What year did they change from the spacer to the expanded tube?


----------



## fordmike65 (Sep 12, 2022)

John said:


> What year did they change from the spacer to the expanded tube?



37-38?


----------



## ian (Sep 12, 2022)

Those would be perfect on my '37 Shelby Traveler.


----------



## Goodday (Sep 19, 2022)

My 39 Monark 5 bar has those  bars


----------



## ian (Sep 19, 2022)

My '37 Shelby is now equipped with some bitchin' 30+inch wide longhorns , thanks to @redline1968 .


----------



## Krakatoa (Sep 19, 2022)

John said:


> What year did they change from the spacer to the expanded tube?

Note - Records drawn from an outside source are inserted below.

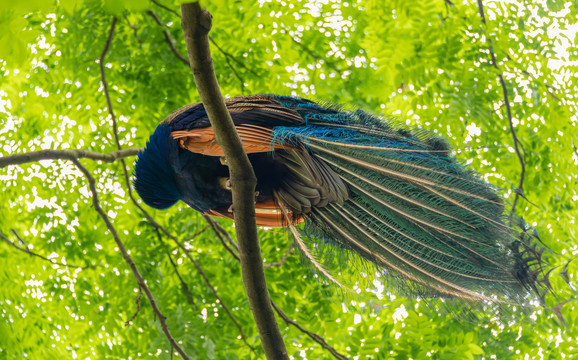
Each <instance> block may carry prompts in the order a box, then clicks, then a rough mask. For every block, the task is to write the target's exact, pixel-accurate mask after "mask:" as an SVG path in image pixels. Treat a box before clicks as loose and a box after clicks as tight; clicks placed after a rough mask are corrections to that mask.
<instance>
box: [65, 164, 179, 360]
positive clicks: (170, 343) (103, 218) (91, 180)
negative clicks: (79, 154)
mask: <svg viewBox="0 0 578 360" xmlns="http://www.w3.org/2000/svg"><path fill="white" fill-rule="evenodd" d="M72 162H73V163H74V165H76V167H77V168H78V169H79V170H80V171H81V172H82V173H83V174H84V176H85V177H86V179H87V180H88V185H89V187H90V191H91V192H92V205H93V206H94V209H95V210H96V212H97V213H98V215H100V217H101V218H102V220H103V221H104V222H105V224H106V227H107V228H108V231H110V233H111V234H112V236H113V238H114V241H115V242H116V245H117V246H118V249H119V250H120V253H121V254H122V257H123V258H124V261H125V262H126V263H127V264H128V266H129V268H130V270H131V271H132V274H133V276H134V278H135V279H136V282H137V284H138V286H139V288H140V289H142V291H144V293H145V295H146V297H147V299H148V301H149V304H150V305H151V307H152V309H153V311H154V313H155V315H156V316H157V318H158V319H159V322H160V323H161V329H162V331H163V333H164V334H165V336H166V338H167V340H168V341H169V343H170V345H171V347H172V348H174V349H176V350H177V352H178V353H179V355H181V357H182V358H183V359H185V360H190V358H189V356H188V355H187V354H186V353H185V351H184V350H183V349H182V348H181V347H180V346H179V344H178V343H177V342H176V341H175V339H174V338H173V336H172V335H171V331H170V330H169V327H168V325H167V322H166V317H165V316H164V315H163V314H162V312H161V310H160V309H159V307H158V305H157V303H156V301H155V298H154V296H153V294H152V292H151V290H150V289H149V288H148V286H147V284H146V281H145V279H144V278H143V277H142V275H141V274H140V271H139V270H138V268H137V266H136V264H135V262H134V260H133V259H132V257H131V256H130V255H129V254H128V251H127V250H126V248H125V247H124V244H123V243H122V241H121V240H120V237H119V236H118V233H117V231H116V228H115V227H114V225H113V224H112V222H111V221H110V219H109V218H108V215H106V213H105V212H104V210H103V209H102V207H101V206H100V202H99V201H98V193H97V192H96V181H95V180H94V177H93V176H92V174H91V173H90V172H89V171H88V170H87V169H86V168H85V167H84V166H82V164H81V163H80V162H79V161H78V160H76V159H74V160H72Z"/></svg>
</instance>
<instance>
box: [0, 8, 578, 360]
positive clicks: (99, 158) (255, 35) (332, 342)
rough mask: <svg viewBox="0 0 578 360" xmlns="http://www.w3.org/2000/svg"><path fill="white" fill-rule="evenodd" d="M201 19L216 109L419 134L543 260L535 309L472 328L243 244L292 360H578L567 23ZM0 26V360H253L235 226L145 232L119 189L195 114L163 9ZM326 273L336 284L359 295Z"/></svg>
mask: <svg viewBox="0 0 578 360" xmlns="http://www.w3.org/2000/svg"><path fill="white" fill-rule="evenodd" d="M203 5H204V6H206V7H207V9H208V10H209V11H210V12H211V13H212V15H213V28H212V30H211V32H210V41H211V51H212V56H213V61H214V67H215V70H216V72H217V76H218V81H219V85H220V87H221V90H222V92H223V94H224V95H225V96H237V95H247V94H257V93H275V94H286V95H297V96H302V97H306V98H310V99H317V100H323V101H330V102H334V103H339V104H344V105H345V106H347V107H349V108H362V109H365V110H368V111H373V112H376V113H380V114H383V115H384V116H387V117H393V118H394V119H396V120H397V121H399V122H402V123H406V124H407V125H410V126H414V127H423V128H425V129H429V130H430V131H434V132H436V133H439V134H440V135H442V136H444V137H445V138H447V139H448V140H449V141H450V142H451V143H452V145H453V147H454V148H455V149H456V152H457V155H456V156H458V157H459V158H461V159H462V160H463V161H464V163H467V164H468V166H469V167H470V168H471V169H473V170H475V171H477V172H478V173H479V174H480V175H481V176H483V177H484V179H486V180H487V181H488V182H490V183H492V184H495V185H496V186H498V187H500V188H501V189H503V195H504V197H505V198H506V199H507V200H508V202H509V204H510V208H515V212H516V213H517V214H518V215H519V216H520V217H521V218H523V219H524V221H525V222H526V223H527V224H529V225H530V226H531V227H532V230H530V231H535V232H536V234H537V235H538V236H539V238H540V240H541V241H542V242H543V243H544V244H546V245H547V247H548V248H549V250H547V251H546V253H545V254H544V256H545V257H547V259H548V261H549V263H550V266H551V267H552V268H553V269H554V270H553V271H552V273H551V274H550V276H549V280H550V284H551V286H552V288H553V295H552V296H550V297H549V299H548V301H547V304H546V305H545V306H544V307H536V308H535V309H530V311H528V310H527V309H516V308H515V307H513V308H512V309H511V313H509V314H507V315H504V314H502V315H498V314H495V313H493V312H492V311H485V312H484V311H477V312H478V314H477V316H476V318H475V320H470V319H469V318H466V317H461V316H459V313H461V312H467V308H462V307H460V306H458V307H457V308H455V309H453V311H452V312H448V311H444V308H446V306H445V305H444V304H443V303H442V301H441V300H428V301H427V302H426V301H424V300H418V299H409V298H405V297H400V296H395V295H394V294H389V293H387V291H386V290H385V291H384V288H383V285H384V284H386V283H387V279H380V278H378V279H376V281H375V282H373V283H372V282H371V281H370V282H369V285H370V288H366V286H365V285H361V284H362V282H360V283H359V285H358V286H357V287H356V288H354V290H355V291H356V292H358V294H344V293H342V292H341V291H340V290H339V289H338V288H337V287H336V286H335V285H331V284H328V283H327V282H326V281H325V280H324V279H322V278H320V277H319V276H318V275H317V274H316V273H315V271H314V270H313V269H312V268H311V267H310V266H308V265H307V264H306V262H305V261H304V260H303V259H302V257H301V256H300V254H299V252H298V251H297V250H296V249H293V248H292V245H291V244H292V242H293V240H292V239H291V237H290V235H289V233H287V232H284V231H281V230H277V229H274V230H270V229H260V230H259V239H260V244H261V250H262V255H263V258H264V261H265V267H266V269H265V275H266V278H267V283H268V287H269V291H270V294H271V297H272V300H273V302H274V303H275V304H276V308H277V309H278V310H280V312H278V314H279V316H280V317H279V318H278V322H279V324H280V326H281V331H282V333H283V336H284V339H285V343H286V345H287V348H288V351H289V354H290V355H291V356H293V357H294V358H310V359H318V358H331V357H335V358H346V357H350V358H359V359H362V358H375V359H408V358H413V359H422V358H427V357H431V358H434V359H464V358H469V359H473V358H484V359H490V358H497V359H504V358H551V359H559V358H562V357H572V356H576V355H578V351H577V347H576V342H577V341H578V333H577V330H576V329H577V328H576V326H575V324H576V322H577V321H578V309H577V308H576V305H575V303H574V302H572V300H573V299H574V298H575V297H576V293H575V292H576V290H575V287H576V276H575V273H576V270H577V262H572V261H571V260H572V259H573V257H575V256H576V254H577V253H578V247H577V239H578V235H577V227H576V215H577V210H578V206H577V205H576V204H577V203H578V192H577V189H578V186H577V185H578V166H577V165H578V150H577V147H578V130H577V127H578V116H577V115H576V114H577V113H578V108H577V103H576V101H577V98H576V94H578V84H577V82H576V78H575V74H576V73H577V72H578V48H577V44H578V35H577V33H576V27H577V19H578V5H577V3H576V2H574V1H567V2H564V1H538V0H530V1H523V2H522V1H516V0H510V1H483V2H482V1H481V0H479V1H477V2H474V1H468V0H464V1H461V2H457V1H449V0H445V1H443V0H439V1H418V0H406V1H383V0H359V1H356V0H352V1H341V0H299V1H297V0H295V1H292V0H285V1H283V0H275V1H273V0H260V1H259V2H258V3H255V2H252V1H240V0H239V1H227V0H211V1H205V2H203ZM2 9H3V10H2V13H1V14H0V49H2V50H1V52H0V70H1V73H2V76H1V77H0V122H1V124H2V126H1V127H0V145H1V147H0V156H1V157H0V181H1V184H2V189H3V191H2V192H0V213H1V216H0V240H1V241H0V262H1V266H0V359H16V358H23V357H25V358H26V357H27V358H32V359H62V358H73V359H76V358H80V359H108V358H119V359H146V358H162V359H169V358H173V354H172V353H174V351H175V348H174V344H171V343H170V341H169V339H170V338H171V337H172V339H174V341H176V344H177V345H178V346H180V347H182V349H183V351H184V352H186V353H187V354H188V355H189V356H190V357H191V358H207V359H237V358H238V359H245V358H251V359H253V358H254V359H259V358H264V354H263V350H262V349H261V347H260V340H259V337H258V333H257V329H256V326H255V324H254V322H253V317H252V314H251V311H250V309H249V303H248V300H247V297H246V295H245V290H244V288H243V283H242V279H241V274H240V265H239V262H238V261H237V258H236V248H235V247H236V242H235V240H234V239H233V236H234V231H233V223H232V222H231V221H228V220H222V219H219V220H217V221H213V220H210V219H209V218H206V217H203V216H202V215H200V214H199V213H196V212H195V211H194V210H192V209H190V208H188V207H187V206H186V205H185V204H183V203H179V204H178V205H177V206H174V207H172V208H170V209H169V210H167V211H157V210H154V209H151V208H148V207H146V205H144V204H143V203H142V201H141V200H140V199H139V198H138V195H137V194H136V193H134V191H133V190H131V183H130V178H131V176H132V171H133V163H134V155H135V154H136V153H137V151H138V149H140V148H142V147H144V146H145V144H146V140H147V139H148V137H149V136H150V134H151V133H152V132H153V131H154V129H155V127H156V125H157V124H158V123H159V122H160V121H161V120H162V119H164V118H165V117H166V116H167V115H168V114H170V113H171V112H172V111H173V110H175V109H177V108H179V107H181V106H184V105H186V104H190V103H193V102H197V101H199V97H198V94H197V92H196V89H195V83H194V80H193V77H192V75H191V71H190V68H189V65H188V58H187V56H186V54H187V49H186V47H185V42H184V38H183V33H182V30H181V26H180V10H179V2H177V1H166V0H152V1H147V0H123V1H119V0H103V1H91V0H85V1H80V0H59V1H26V2H5V1H3V3H2ZM572 29H573V30H572ZM41 150H45V151H43V152H40V151H41ZM91 189H92V191H91ZM95 195H96V196H97V198H96V197H94V196H95ZM143 210H144V211H146V213H145V212H143ZM106 219H108V221H109V224H107V223H106V222H105V220H106ZM129 259H131V260H129ZM131 261H132V262H133V263H131ZM340 265H341V271H342V272H343V273H345V274H344V276H346V277H347V276H348V277H351V279H356V278H363V277H369V278H372V276H373V275H372V274H371V272H370V271H368V269H366V268H363V267H359V266H356V264H355V263H354V262H352V263H347V264H340ZM135 269H137V272H136V273H138V274H139V276H140V278H139V276H136V275H135V274H136V273H135ZM372 279H373V278H372ZM352 282H353V283H355V281H354V280H352ZM149 292H150V294H149ZM372 292H373V293H375V294H371V293H372ZM151 298H154V300H155V302H154V303H155V306H156V308H153V307H152V306H151V305H150V302H149V301H147V299H149V300H150V299H151ZM449 301H451V300H449ZM488 309H489V308H488ZM159 314H162V316H159ZM281 314H284V315H281ZM562 319H563V320H562ZM167 332H170V336H169V335H167ZM174 356H175V357H177V356H179V355H178V354H176V353H175V354H174Z"/></svg>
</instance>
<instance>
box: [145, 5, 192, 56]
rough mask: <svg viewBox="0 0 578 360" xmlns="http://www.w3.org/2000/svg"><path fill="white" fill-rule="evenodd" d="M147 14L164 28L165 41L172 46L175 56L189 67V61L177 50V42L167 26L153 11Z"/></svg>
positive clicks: (172, 50)
mask: <svg viewBox="0 0 578 360" xmlns="http://www.w3.org/2000/svg"><path fill="white" fill-rule="evenodd" d="M147 14H148V15H149V16H150V17H152V18H153V19H154V20H155V22H156V23H157V25H159V26H160V27H162V28H163V29H164V30H163V34H164V35H165V40H166V41H167V43H169V46H170V48H171V50H172V51H173V53H174V54H175V56H176V57H177V58H178V59H179V60H180V61H182V62H183V63H184V64H185V65H187V66H189V60H188V59H187V58H186V57H184V56H183V55H182V54H181V53H180V52H179V50H177V46H176V45H175V41H174V40H173V38H172V37H171V34H170V33H169V31H168V30H167V29H166V28H165V24H164V23H163V22H162V20H161V19H160V18H159V17H158V16H157V14H156V13H155V12H154V11H152V10H149V11H147Z"/></svg>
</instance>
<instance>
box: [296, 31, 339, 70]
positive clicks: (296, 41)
mask: <svg viewBox="0 0 578 360" xmlns="http://www.w3.org/2000/svg"><path fill="white" fill-rule="evenodd" d="M291 40H293V42H294V43H295V44H297V45H299V47H300V48H301V49H303V50H305V52H306V53H307V54H309V56H311V57H312V58H313V59H315V60H316V61H323V62H325V63H326V64H327V66H329V68H331V69H333V70H335V71H340V70H338V69H337V66H335V64H334V63H333V62H331V61H329V60H327V59H326V58H322V57H320V56H318V55H317V54H315V53H314V52H313V51H312V50H311V49H309V48H308V47H307V46H305V45H304V44H302V43H301V41H297V39H295V38H294V37H293V36H291Z"/></svg>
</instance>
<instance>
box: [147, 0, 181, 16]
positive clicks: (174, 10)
mask: <svg viewBox="0 0 578 360" xmlns="http://www.w3.org/2000/svg"><path fill="white" fill-rule="evenodd" d="M151 1H152V3H153V4H155V5H156V6H158V7H161V8H163V9H165V10H167V11H170V12H172V13H173V14H175V15H177V16H178V17H179V19H180V18H181V14H179V13H178V12H176V11H175V10H173V9H171V8H169V7H168V6H165V5H163V4H161V3H159V2H158V1H155V0H151Z"/></svg>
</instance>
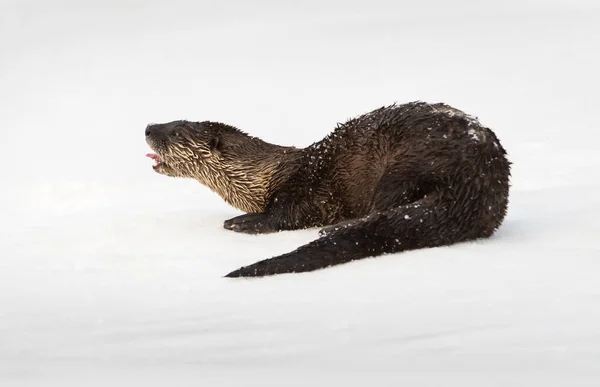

Good question I think the technical term is swaging. Maybe there's some notice of this in period Torrington literature.


fordmike65 said:


> 37-38?



I would agree.


----------



## all riders (Sep 20, 2022)

I would swear those are the bars I had on my '35 Rugby (shapleigh) motobike. The original owner(my highschool friend's dad) had a name for them and said that he had special ordered them from the options in the catalogue. Many years later, I have seen Shapleigh catalogue pages, from the period, that do, indeed, list handlebar, seat. et.c. options. Perhaps you could find a clue in those catalogues?


----------



## cyclingday (Sep 20, 2022)

Torrington referred to these as; SB Bars.
The S.B. Stood for “Swept Back.”
They came in 4 sizes.
8” 10” 12” 14”
The 14 inch size is definitely the least seen these days.
The shimmed center/clamping area for the stem/goose neck, was phased out for the bulged/swaged area in 1938.


----------



## tacochris (Sep 20, 2022)

My 41 B model came with the 14" pulls and I love em.  Feels like an early motorcycle.


----------



## Avanti (Sep 23, 2022)

As far back as I recall, these were nicknamed "Torrington Long Horns".


----------



## Krakatoa (Sep 23, 2022)

Or Steer Horns


----------